| THOUGHT 5 BREAKFAST, LUNCH AND DINNER |
I remember asking a patient to give me an example of an ordinary day in the life of her eating pattern. She said she never eats breakfast because she doesn't have time, she has large lunch because by this time she's usually famished and for dinner she's typically home late after running a few after work errands and eats a fairly large at night because she's starved again.
I explained to her the chemistry of her body and how each cell in her body is run like a factory. Every single cell is its own factory. It's an amazing thing. Our cells need to manufacture ATP (adenosine triphosphate) which is a substance that is present in all cells, but particularly in muscle cells. When ATP is split by an enzymatic action, energy is produced. The energy of the muscle is stored in this compound.
I asked her if she wasn't making this ATP in the morning to give her energy, where in the world was she getting the energy to get her to lunch. She replied, "Coffee, of course!" We laughed but knew this really wasn't funny. She keeping her body fired up with caffeine, running fast and furious. Now that alone can tax the body and make you tired when you come down off the coffee. Lunch would come and she'd fill up on carbohydrates and get tired by 3:00 p.m.
By the time she gained her second wind and ran errands after work, she was eating dinner at 7:00 or 8:00 p.m. She was in bed by 10:00 p.m., and usually on a full stomach.
We discussed her getting up earlier and preparing a full breakfast with all the trimmings. I told her to start eating breakfast like a Queen and eating off the good dishes as only a Queen would. At this point I wasn't so concerned about what she was eating, only that she flip-flopped her meals and got use to eating breakfast like a Queen and lots of it.
I encouraged her to carry a baggy with something nutritional in it for a mid-morning snack. During her lunch hour, I told her to eat like a working woman. When I say this, I mean as opposed to a Queen. This would be something like a cup of soup and a large salad.
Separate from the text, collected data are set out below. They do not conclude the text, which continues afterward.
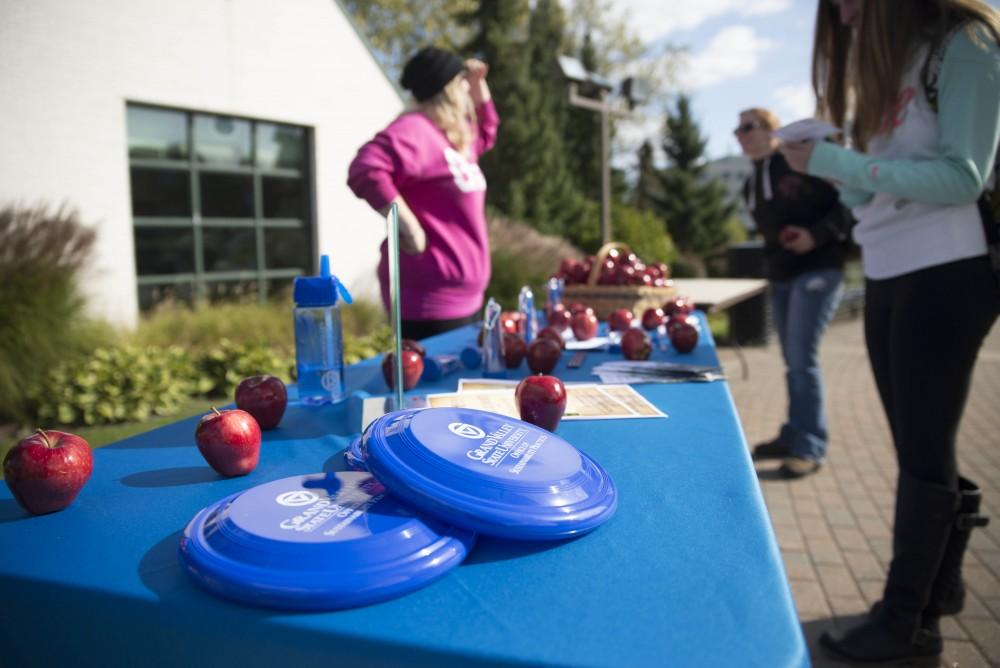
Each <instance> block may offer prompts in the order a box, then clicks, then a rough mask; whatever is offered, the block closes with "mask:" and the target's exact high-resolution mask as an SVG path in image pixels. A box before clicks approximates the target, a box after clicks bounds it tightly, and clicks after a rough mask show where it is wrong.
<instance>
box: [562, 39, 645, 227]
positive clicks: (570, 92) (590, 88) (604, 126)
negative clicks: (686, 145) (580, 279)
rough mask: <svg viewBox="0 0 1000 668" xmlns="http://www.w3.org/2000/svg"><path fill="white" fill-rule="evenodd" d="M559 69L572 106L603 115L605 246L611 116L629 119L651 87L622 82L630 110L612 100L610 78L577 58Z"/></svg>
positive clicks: (622, 94)
mask: <svg viewBox="0 0 1000 668" xmlns="http://www.w3.org/2000/svg"><path fill="white" fill-rule="evenodd" d="M558 60H559V70H560V72H562V75H563V78H565V79H566V81H567V82H568V83H569V103H570V105H572V106H574V107H580V108H582V109H589V110H590V111H595V112H597V113H599V114H600V115H601V243H608V242H609V241H611V161H610V155H609V153H610V147H609V144H610V143H611V121H610V119H611V116H615V117H628V116H630V115H631V111H632V109H634V108H635V106H636V105H637V104H641V103H642V102H644V101H645V99H646V98H647V97H648V86H646V84H645V82H643V81H642V80H640V79H635V78H633V77H629V78H628V79H625V81H623V82H622V86H621V93H622V95H624V96H625V98H626V100H627V104H628V110H625V109H621V108H620V107H619V106H616V105H615V104H613V102H612V101H611V100H610V99H609V97H608V96H609V95H610V93H611V92H612V91H613V90H614V89H615V84H614V82H612V81H611V80H610V79H608V78H607V77H603V76H601V75H600V74H596V73H594V72H589V71H588V70H587V68H586V67H584V66H583V63H581V62H580V61H579V60H577V59H576V58H573V57H572V56H559V59H558Z"/></svg>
If you choose a salad, make it a big one and a cup of soup. She might also choose a chicken breast, with some vegetables and side salad. Again, a light snack in the afternoon.
When dinner rolled around, this meal would be her lightest and smallest meal at her choosing. If she did not have a salad at lunch, then her dinner meal should be a salad. I always like to encourage one salad a day.
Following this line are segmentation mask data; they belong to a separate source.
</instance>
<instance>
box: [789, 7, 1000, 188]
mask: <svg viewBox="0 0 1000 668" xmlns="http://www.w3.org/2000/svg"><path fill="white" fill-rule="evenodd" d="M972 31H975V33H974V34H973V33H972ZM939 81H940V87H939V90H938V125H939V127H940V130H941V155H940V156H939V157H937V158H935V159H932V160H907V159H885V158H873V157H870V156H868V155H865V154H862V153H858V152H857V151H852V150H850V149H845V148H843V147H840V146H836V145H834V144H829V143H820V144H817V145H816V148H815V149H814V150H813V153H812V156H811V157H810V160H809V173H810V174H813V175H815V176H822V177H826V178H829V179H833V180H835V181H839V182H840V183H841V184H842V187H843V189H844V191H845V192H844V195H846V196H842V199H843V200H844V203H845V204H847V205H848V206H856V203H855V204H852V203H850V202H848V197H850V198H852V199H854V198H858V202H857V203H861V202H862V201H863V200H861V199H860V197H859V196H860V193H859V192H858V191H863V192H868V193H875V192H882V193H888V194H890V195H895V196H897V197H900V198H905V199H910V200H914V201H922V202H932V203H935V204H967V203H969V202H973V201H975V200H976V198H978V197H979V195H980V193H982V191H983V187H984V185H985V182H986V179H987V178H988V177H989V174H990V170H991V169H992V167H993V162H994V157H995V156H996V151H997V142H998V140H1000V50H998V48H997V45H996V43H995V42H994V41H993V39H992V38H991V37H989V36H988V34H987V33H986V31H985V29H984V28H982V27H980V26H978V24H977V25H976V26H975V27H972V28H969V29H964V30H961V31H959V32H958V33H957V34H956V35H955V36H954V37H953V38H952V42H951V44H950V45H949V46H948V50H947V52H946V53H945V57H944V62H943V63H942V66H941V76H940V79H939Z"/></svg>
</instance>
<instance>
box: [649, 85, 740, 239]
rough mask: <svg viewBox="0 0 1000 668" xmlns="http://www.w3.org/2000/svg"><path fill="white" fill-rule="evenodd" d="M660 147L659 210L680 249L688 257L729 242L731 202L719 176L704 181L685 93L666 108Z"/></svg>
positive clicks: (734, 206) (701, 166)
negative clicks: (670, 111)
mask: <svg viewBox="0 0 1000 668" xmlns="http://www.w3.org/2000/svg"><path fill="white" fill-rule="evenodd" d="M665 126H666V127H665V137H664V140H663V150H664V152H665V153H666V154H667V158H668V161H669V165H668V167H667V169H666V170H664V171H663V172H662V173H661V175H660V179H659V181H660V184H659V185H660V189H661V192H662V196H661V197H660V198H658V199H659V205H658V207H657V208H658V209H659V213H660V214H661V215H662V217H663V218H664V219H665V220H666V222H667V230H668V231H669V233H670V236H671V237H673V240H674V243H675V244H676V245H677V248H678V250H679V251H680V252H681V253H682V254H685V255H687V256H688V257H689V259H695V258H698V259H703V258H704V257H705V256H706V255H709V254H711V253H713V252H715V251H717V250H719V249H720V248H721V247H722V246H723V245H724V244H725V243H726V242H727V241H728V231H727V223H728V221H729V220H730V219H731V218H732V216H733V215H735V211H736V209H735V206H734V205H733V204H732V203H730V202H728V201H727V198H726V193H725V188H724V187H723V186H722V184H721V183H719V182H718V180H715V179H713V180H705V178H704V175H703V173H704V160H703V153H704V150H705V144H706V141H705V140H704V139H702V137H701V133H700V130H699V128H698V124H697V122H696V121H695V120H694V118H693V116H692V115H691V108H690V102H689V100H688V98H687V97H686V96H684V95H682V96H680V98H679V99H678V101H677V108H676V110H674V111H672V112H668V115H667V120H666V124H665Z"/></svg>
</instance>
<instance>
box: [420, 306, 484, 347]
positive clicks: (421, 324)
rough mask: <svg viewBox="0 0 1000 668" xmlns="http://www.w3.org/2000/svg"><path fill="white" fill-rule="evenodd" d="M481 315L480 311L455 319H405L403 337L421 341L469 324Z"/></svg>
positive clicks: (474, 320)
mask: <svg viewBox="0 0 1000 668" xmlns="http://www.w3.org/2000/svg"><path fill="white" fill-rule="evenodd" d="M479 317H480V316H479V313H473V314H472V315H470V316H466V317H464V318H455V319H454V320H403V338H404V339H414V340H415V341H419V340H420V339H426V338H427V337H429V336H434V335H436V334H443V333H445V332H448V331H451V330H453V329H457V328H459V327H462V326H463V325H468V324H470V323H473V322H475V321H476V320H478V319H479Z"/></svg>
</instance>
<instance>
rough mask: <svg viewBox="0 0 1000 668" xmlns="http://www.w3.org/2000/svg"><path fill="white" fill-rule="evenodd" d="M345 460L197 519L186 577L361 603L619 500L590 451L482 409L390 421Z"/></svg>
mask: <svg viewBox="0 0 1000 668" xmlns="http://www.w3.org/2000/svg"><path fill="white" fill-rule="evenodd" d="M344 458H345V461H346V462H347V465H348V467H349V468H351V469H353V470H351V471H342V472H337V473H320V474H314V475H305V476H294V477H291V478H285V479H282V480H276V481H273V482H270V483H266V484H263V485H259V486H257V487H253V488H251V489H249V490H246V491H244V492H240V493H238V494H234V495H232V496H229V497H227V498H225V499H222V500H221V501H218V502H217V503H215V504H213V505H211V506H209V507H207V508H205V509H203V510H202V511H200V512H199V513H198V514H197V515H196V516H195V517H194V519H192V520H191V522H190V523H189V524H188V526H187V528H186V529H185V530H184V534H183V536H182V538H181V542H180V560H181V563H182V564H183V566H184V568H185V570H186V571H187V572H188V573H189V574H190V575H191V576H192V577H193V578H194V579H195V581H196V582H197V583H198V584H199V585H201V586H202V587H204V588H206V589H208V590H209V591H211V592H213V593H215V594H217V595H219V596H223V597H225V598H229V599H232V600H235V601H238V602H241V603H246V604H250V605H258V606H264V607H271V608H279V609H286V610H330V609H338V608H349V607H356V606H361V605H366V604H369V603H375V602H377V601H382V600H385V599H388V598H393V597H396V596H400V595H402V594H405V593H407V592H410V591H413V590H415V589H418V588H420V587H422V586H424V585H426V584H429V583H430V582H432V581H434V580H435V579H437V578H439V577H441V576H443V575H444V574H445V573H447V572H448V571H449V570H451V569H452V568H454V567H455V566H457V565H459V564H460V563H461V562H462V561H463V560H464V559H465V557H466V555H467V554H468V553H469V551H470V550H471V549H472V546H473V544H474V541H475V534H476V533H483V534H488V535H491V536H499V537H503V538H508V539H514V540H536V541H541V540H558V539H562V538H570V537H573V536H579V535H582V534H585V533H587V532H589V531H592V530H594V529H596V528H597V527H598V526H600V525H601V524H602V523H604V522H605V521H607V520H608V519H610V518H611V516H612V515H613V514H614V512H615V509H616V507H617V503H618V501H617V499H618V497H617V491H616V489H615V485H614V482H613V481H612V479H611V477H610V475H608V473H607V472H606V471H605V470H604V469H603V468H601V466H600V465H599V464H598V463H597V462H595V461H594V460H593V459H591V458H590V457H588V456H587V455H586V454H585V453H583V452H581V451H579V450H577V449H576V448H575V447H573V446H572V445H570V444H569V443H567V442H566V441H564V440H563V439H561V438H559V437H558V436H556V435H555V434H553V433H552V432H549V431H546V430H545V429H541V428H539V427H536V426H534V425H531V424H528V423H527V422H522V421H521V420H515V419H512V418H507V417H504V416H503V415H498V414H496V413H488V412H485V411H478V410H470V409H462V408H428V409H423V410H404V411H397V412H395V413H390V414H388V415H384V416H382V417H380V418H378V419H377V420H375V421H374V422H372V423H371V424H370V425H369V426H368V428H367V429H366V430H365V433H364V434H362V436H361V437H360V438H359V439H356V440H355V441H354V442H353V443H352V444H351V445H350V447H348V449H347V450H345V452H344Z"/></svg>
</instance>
By the time she woke up the next morning, she would be famished and the cycle would start to turn in the other direction. Eating breakfast would start to become her biggest meal and dinner her lightest. No, drive through fast food carbohydrate laced food does not count. Her body would get use to this new cycle and eating dinner may become a thing of the past.
She began changing out the unhealthy foods for more nutritional choices and the weight began to literally fall off. As it turned out, she lost 20 lbs., which was 5 lbs., more than her intended goal.